Iliá Ehrenburg (1891-1967) fue un controvertido escritor y periodista ruso-soviético, cuya labor osciló entre el oficialismo estalinista y la crónica objetiva. Uno de sus libros más destacados es Gente, años, vida, memorias que son consideradas un documento primordial para la comprensión histórica de la mitad del siglo XX.
En las casi 2 mil páginas del volumen se relatan algunos de los acontecimientos más relevantes de las dos Guerras Mundiales, la Revolución de Octubre y la Guerra Civil Española; además desfilan por su obra muchos de los actores principales de la política, la milicia y las artes que configuraron aquel mundo de divisiones ideológicas radicales.

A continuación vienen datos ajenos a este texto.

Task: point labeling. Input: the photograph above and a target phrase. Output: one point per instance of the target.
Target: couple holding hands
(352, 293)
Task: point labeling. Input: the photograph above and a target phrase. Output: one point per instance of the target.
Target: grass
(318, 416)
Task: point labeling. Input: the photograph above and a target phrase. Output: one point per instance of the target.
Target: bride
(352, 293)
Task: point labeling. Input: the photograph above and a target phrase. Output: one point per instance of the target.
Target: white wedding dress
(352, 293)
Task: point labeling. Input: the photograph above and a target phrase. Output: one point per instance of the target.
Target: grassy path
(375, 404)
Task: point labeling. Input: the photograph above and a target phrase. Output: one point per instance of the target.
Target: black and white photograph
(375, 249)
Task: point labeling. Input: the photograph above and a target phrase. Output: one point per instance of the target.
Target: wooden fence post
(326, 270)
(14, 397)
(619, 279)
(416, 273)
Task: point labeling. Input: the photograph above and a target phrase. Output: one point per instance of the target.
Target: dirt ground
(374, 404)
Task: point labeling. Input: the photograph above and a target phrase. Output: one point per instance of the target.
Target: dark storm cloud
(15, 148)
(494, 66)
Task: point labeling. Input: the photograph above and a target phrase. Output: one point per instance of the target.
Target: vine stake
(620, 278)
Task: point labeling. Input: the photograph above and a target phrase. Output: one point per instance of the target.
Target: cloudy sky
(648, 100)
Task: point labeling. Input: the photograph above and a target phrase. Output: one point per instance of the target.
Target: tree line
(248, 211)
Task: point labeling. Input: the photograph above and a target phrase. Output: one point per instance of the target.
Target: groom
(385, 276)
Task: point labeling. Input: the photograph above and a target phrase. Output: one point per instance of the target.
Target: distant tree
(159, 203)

En el preámbulo, Ehrenburg puntualizó: “No tengo la intención de contar el pasado de manera ordenada, pues me repugna mezclar los hechos reales con invenciones […]. Hablaré de ciertas personas y de diversos años, alternando los recuerdos con mis pensamientos […]. También quisiera yo, con mi mirada afectuosa, hacer revivir algunas imágenes petrificadas; sí, del mismo modo que quisiera sentirme cercano a mi lector. Todo libro es una confesión, y un libro de memorias es una confesión que no trata de ocultarse en las sombras de unos personajes inventados”.
La remembranza de Ehrenbug irrumpe y arroja destellos en los fragmentos más inesperados, así, cuando el protagonista relata un momento de sus años mozos aparece de pronto una reflexión sobre lo que le depararían el futuro, las confrontaciones bélicas y las nuevas tecnologías orientadas al desarrollo humano, pero también a su exterminio: “En aquellos años de adolescencia, ¿acaso habría podido imaginarme que el futuro nos deparaba Auschwitz e Hiroshima? Habíamos sido educados con los libros del siglo anterior, y yo sólo conocía dos polos: el proceso y la barbarie, la educación y la ignorancia. Pero el siglo XX ha confundido muchas cosas”.

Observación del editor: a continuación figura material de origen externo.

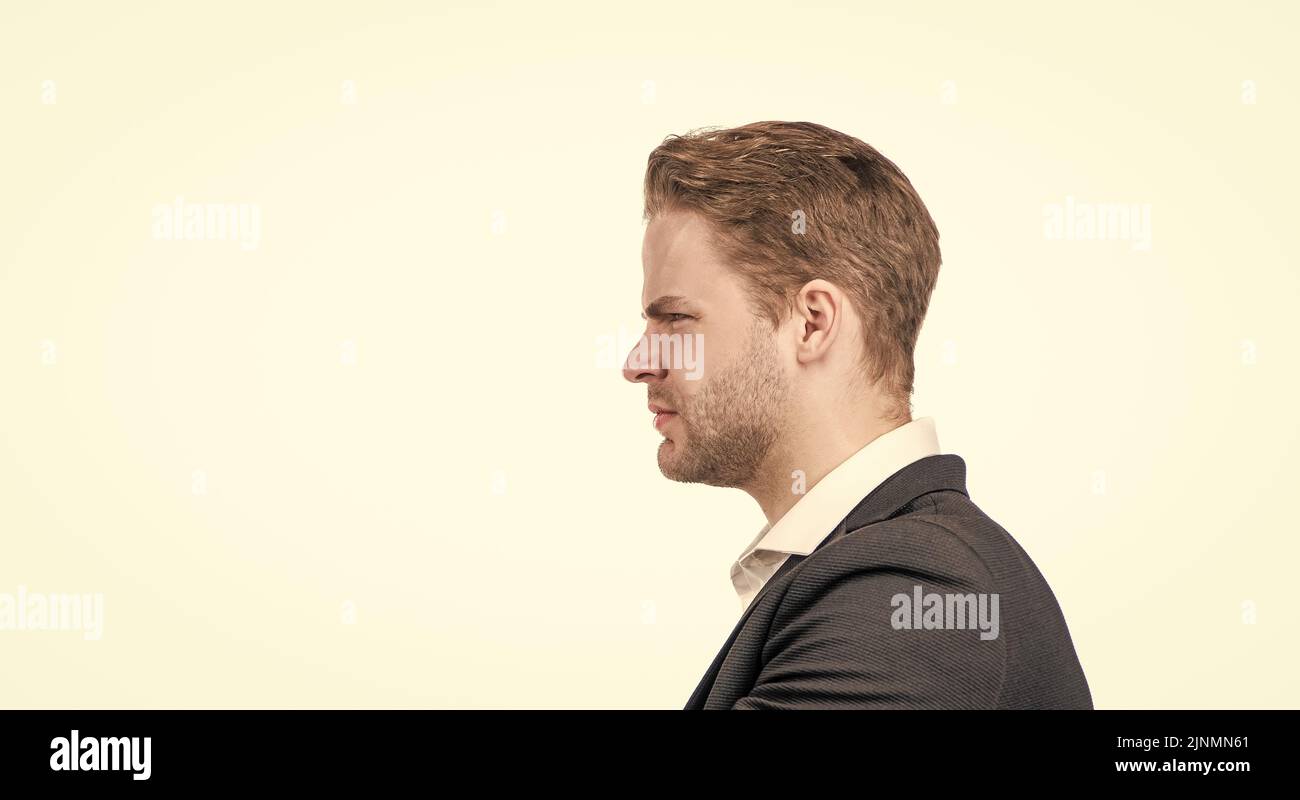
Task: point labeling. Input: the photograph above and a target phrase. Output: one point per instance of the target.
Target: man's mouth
(663, 418)
(662, 415)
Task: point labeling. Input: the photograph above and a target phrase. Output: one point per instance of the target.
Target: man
(802, 262)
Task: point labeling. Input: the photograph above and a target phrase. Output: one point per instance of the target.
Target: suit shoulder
(921, 545)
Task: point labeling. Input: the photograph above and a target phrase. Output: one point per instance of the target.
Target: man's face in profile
(719, 428)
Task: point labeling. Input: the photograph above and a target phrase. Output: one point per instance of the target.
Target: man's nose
(640, 367)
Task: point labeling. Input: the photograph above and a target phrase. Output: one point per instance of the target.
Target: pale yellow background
(469, 514)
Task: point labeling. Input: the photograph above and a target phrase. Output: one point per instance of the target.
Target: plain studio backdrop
(369, 445)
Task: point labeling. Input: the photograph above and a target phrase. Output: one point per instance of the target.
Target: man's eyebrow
(662, 306)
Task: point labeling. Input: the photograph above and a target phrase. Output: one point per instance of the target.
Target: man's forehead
(677, 259)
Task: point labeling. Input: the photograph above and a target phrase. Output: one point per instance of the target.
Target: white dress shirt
(824, 506)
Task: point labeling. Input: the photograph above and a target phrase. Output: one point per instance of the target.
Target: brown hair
(866, 229)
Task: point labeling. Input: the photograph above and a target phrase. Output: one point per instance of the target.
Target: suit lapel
(930, 474)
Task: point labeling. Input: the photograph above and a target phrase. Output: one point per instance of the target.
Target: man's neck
(779, 484)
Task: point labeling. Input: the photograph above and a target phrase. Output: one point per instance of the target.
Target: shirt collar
(817, 513)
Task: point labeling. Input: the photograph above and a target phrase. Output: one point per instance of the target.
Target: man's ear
(819, 311)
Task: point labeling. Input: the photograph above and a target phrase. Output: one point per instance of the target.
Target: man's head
(804, 262)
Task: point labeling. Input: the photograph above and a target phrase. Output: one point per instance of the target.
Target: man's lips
(662, 415)
(663, 418)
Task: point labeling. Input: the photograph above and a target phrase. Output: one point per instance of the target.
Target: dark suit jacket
(824, 632)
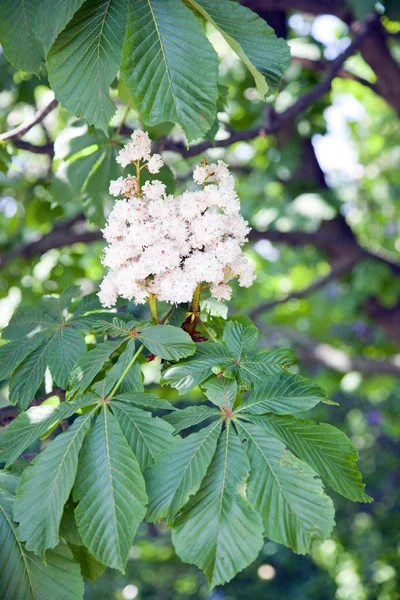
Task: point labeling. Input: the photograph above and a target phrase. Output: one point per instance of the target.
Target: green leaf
(66, 347)
(220, 391)
(169, 66)
(283, 394)
(253, 40)
(15, 352)
(90, 567)
(189, 374)
(145, 400)
(90, 364)
(85, 58)
(146, 435)
(133, 380)
(53, 16)
(111, 493)
(168, 342)
(29, 375)
(326, 449)
(218, 530)
(17, 34)
(254, 368)
(26, 320)
(23, 575)
(190, 416)
(45, 487)
(239, 339)
(287, 493)
(33, 423)
(178, 472)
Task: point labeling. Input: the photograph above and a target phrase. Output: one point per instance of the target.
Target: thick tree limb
(21, 130)
(334, 358)
(339, 269)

Un episodio que cuenta con entusiasmo y cierta solemnidad fue el de su primer encuentro con Lenin en diciembre de 1908, cuando el líder radicaba en París y un joven Ehrenburg se hallaba deseoso de continuar su formación en Europa. Según apunta el cronista, Vladimir Ilich presidía un séquito de alrededor de 30 emigrados, vestía con traje oscuro y lo que más llamaba la atención de su apariencia era su cráneo, “que no te hacía pensar en anatomía, sino en arquitectura”. Después de que el revolucionario pronunciara unas palabras, el impertinente recién llegado planteó algunas objeciones que fueron escuchadas con paciencia y respondidas con didactismo; desde entonces asistió a las conferencias de Lenin durante esta etapa parisina.

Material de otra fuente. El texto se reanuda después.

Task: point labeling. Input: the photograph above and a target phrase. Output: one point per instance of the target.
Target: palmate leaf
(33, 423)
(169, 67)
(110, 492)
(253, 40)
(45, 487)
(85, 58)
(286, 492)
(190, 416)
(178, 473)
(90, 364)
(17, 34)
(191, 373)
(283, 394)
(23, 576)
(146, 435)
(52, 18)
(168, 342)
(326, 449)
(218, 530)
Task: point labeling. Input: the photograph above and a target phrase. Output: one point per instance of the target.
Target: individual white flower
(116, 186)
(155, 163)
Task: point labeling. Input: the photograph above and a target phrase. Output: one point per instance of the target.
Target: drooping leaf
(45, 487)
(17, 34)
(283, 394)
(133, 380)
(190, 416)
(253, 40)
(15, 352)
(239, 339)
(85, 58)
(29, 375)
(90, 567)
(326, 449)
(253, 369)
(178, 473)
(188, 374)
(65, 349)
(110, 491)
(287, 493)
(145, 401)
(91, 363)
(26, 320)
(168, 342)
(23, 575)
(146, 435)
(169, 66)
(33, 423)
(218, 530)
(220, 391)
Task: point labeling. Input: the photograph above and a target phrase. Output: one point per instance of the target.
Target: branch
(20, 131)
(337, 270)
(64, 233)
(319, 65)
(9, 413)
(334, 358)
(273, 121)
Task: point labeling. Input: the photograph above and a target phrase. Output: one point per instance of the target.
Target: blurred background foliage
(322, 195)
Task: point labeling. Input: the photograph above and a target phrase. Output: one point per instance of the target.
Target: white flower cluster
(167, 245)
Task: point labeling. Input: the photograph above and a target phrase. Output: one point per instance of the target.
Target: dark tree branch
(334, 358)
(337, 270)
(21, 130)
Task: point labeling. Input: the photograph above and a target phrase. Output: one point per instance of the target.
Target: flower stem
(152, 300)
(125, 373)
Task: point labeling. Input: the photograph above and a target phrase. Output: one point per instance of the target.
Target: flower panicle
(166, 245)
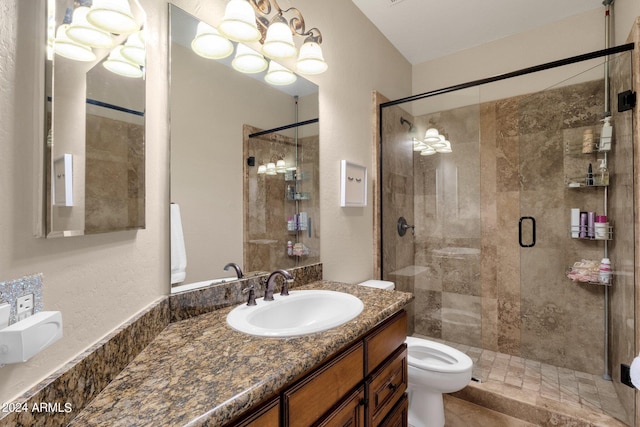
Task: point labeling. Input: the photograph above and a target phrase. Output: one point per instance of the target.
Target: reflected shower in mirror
(94, 151)
(211, 104)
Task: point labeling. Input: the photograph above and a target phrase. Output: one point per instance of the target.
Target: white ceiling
(427, 29)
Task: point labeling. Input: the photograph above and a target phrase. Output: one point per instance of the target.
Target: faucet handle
(251, 290)
(285, 286)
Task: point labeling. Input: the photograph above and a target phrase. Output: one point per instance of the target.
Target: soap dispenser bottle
(603, 173)
(606, 135)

A pesar de que fue considerado afín al régimen soviético, no dudó en plantearse algunas reticencias sobre la figura de Stalin luego de cruzárselo en una conferencia de obreros a mediados de la década de los 30: “Sin duda, Stalin era un gran hombre, pero era un comunista y un marxista; hablábamos de una cultura nueva, pero parecíamos los adoradores de un chamán… Interrumpí enseguida el hilo de mis pensamientos: sí, estaba razonando como un intelectual. ¡Cuántas veces había oído decir que nosotros, los intelectuales, nos equivocábamos, que no comprendíamos las exigencias de nuestra época! ‘Intelectualoide’, ‘enredador’, ‘podrido liberal’”.
Quizá lo más edificante de la lectura de estas memorias sea su inclinación a la ironía, el insistente cuestionamiento de la verdad y, sobre todo, la conciencia de que la voz de un escritor puede ser asfixiada o amplificada dependiendo de las circunstancias históricas.